Bu yüzden okul isimlerinin bir anlamı yok. Şimdi vereceğimiz örneklerin künyesinin bilinmesi açısından önemi var ama dikkat edilmesi gereken “zihin inşa”sının nasıl, ne zaman, ne için yapıldığı…

“Muhakkak olan bir şey varsa o da üniversitenin kurulması yolundaki teşebbüslerin, 1. İngiltere’nin Ortadoğu’da kaybetmekte olduğu nüfuzu yeniden kazanmak veya en azından, kayıplarını bir noktada durdurmak istemesiyle; 2. Amerika’nın her ne pahasına olursa olsun Ortadoğu’da Batı taraftarı bloklar kurmak veya hiç olmazsa, bu bölgeyi komünist sızmalara karşı dayanıklı duruma getirmek için attığı adımlarla aynı zamana rastlamasıdır.” (Bir eğitim teşebbüsü, M. Soysal, Forum, 1959.)

Genç Türkleri Amerika’ya getirmek dış politikamıza hizmet eder

ODTÜ’nün ilk Genel Sekreteri Sefai İnal: “ Kapıya yöneldiğiniz zaman hafta sonunda bir şey görüyorsunuz: Türk ve Amerikan Bayrağı. Hatta çıktığınız zaman Dekan odalarına Amerikan cumhurbaşkanının resimleri.

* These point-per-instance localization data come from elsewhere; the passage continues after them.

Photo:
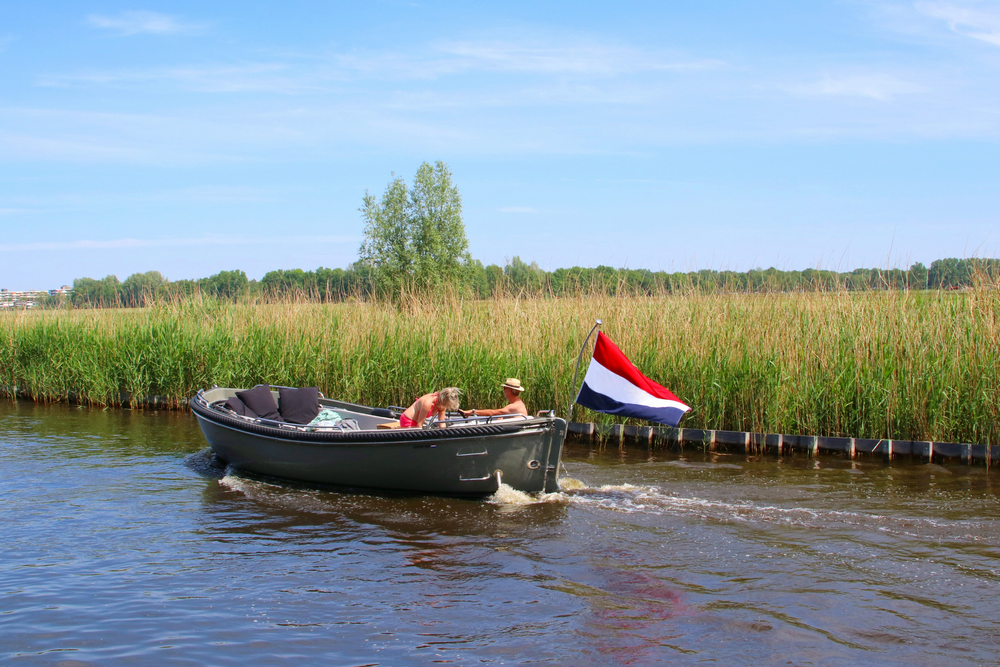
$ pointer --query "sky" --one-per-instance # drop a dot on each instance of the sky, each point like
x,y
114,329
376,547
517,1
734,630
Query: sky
x,y
195,137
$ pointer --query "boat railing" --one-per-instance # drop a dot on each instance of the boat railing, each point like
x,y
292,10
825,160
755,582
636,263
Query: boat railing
x,y
473,421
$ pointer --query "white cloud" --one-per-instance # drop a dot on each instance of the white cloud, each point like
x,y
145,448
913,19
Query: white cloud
x,y
160,243
238,78
969,19
582,59
881,87
134,23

Evet, sen Amerikalısın, kabul. Ama sen benim üniversitemde, sen kendi milletinin şeyini, cumhurbaşkanını oraya asamazsın. Çünkü burası ne bir Amerikan Üniversitesi ne bir Amerikan toprağı”. (‘ODTÜ Tarihi’ belgeseli.)

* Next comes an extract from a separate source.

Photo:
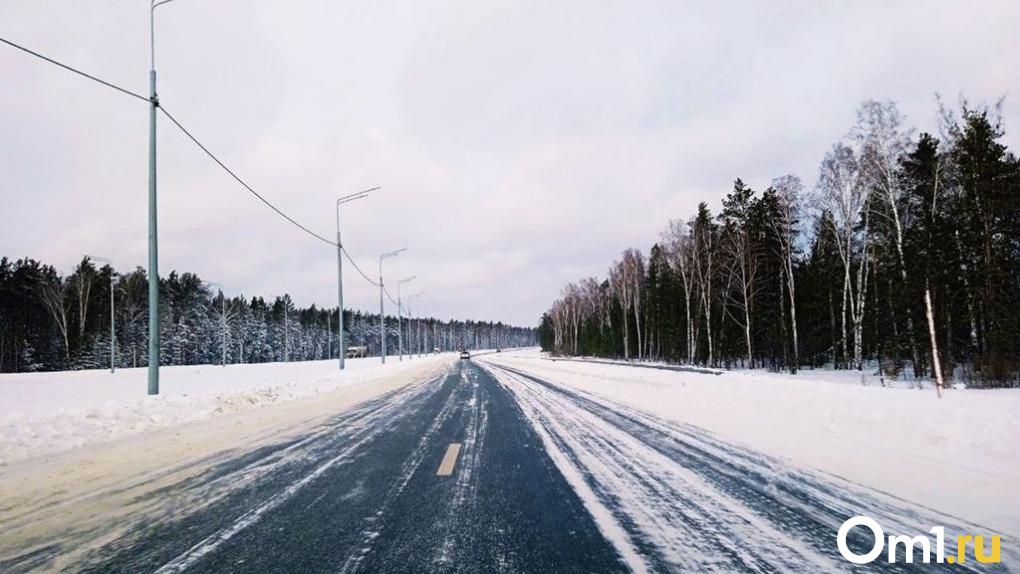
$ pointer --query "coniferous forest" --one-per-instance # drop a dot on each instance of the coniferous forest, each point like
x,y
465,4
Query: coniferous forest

Örnekleri çoğalttığımızda bu okulların hocaları, öğrencileri, aileleri için hassasiyetler oluşabilir. Bu anlaşılır bir ruh hali ama gerçekçi değil. Gerçek olan, kuruluş aşamasında öğretim üyeleri (yabancı) ve müfredatın, sosyoloji ve psikoloji (“Hakikatte geçenlerde Türkiye’de psikolojinin vaziyetini incelemek üzere bizimle görüşmeye gelen Amerika’nın NATO ilmi irtibat bürosu şefi, İsrail’de 200’den fazla birinci sınıf psikoloğun bulunduğunu ve bunların toplumun her alanında fevkalade faal olduklarını…” (Garblılaşmanın neresindeyiz, 1967, Say: 78. ve Türkiye’nin Soğuk Savaş Düşünce Hayatı, Cangül Örnek, Say: 214.) gibi alanlarda bilgi aktarımının hormonlu olduğunu görmektir.

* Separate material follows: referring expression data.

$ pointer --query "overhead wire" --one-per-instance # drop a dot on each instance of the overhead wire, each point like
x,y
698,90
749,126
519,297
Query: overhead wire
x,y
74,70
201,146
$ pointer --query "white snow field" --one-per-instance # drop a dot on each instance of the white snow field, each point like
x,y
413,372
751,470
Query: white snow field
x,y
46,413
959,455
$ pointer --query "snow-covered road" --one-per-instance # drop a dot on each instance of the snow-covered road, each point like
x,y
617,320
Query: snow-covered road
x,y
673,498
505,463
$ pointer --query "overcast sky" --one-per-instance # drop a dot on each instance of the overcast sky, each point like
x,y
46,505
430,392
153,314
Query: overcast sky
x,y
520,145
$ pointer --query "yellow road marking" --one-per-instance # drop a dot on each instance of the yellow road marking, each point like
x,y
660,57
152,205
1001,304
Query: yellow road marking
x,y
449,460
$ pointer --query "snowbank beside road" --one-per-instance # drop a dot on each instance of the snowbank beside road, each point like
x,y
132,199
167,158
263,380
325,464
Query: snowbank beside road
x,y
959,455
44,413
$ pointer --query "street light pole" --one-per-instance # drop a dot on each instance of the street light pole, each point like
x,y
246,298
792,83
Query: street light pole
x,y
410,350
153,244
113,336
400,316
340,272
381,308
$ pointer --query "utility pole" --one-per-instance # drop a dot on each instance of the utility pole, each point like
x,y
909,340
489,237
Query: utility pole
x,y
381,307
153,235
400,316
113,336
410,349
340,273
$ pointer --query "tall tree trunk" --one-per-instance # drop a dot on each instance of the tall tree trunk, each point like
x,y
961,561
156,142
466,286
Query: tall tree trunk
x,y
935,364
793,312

Bunun gayet tabii sonucu olarak, oradan yetişen öğretim üyeleri yabancı öğretim üyelerinin yerini almış, yeni öğrenciler yetiştirmiş, onlar da hocalarının yerini almıştır. Bu bilinçli yapılmıştır. O kadar ki rektör adayı olarak ABD Başkanı Eisenhower’ın adı dahi geçmiştir ki, bu da meseleye nasıl konsantre olduklarını göstermektedir.

Esasen bugün Türkiye ile ABD arasında yaşanan gerilimin nasıl sonuçlar doğurabileceği üzerine soruları yanıtlayan bir Uluslararası İlişkiler profesörü, “Fullbright burslarını kesebilirler” diyebilmektedir.

Konuyla ilgili ABD Dışişleri Bakanlığı’na gönderilen bir belge ta 1957’de şu satırları kuruyor: “Eğer genç Türkleri Amerika’ya getirmeye devam edersek ve bu grubun şu anda sahip olduğu yönelim böyle sürerse, kuşkum yok ki bu insanlar Batılı bir oryantasyona sahip olurlar ki, bu da bakanlığın ABD dış politika amaçlarını gerçekleştirmesine yardımcı olur”…

Eğitim sistemini düzeltebilir, bağımsızlaştırabiliriz. Hep birlikte!